California Artist Wants to Replace Lost Eyeball with Webcam

When Tanya Vlach lost her left eye in a horrific 2005 car accident, she had to come up with a new way to continue her work as a popular visual artist in San Francisco.

She did, and she came up with something pretty revolutionary.

Vlach wants to turn her new prosthetic eye into a tiny video camera. The idea itself isn't all that new. Television shows and films have used the concept multiple times, but Vlach's version goes above and beyond anything imagined before.

The eye would function normally in many ways, but it would  have many special effects. It would have a facial recognition feature. She'd also like it to have sensors that respond to blinking, enabling the camera to take still photographs, zoom, focus and turn on and off. Her dream is to make it web optimised, perhaps with its own app, so movement could be controlled externally.

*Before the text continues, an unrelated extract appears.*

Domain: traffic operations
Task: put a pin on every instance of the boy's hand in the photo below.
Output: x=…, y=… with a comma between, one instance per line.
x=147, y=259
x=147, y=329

If successful, Vlach's experiment may have applications beyond artists and others seeking to see their lives a little differently. The technology could be useful to everyone from members of the military to personal shoppers.

But these kind of dreams don't come cheap. She's already raised at least $15,000, according to a report from the Daily Mail. Under a "Call For Engineers" banner on her blog, Vlach asks for financial support as well as someone to help  construct the actual devise. In a posting from July 9, she writes that she's made it 30 percent of the way to her fundraising goal, and since she's still less than halfway there she encourages people to support her dreams through her Grow A New Eye Kickstarter Campaign.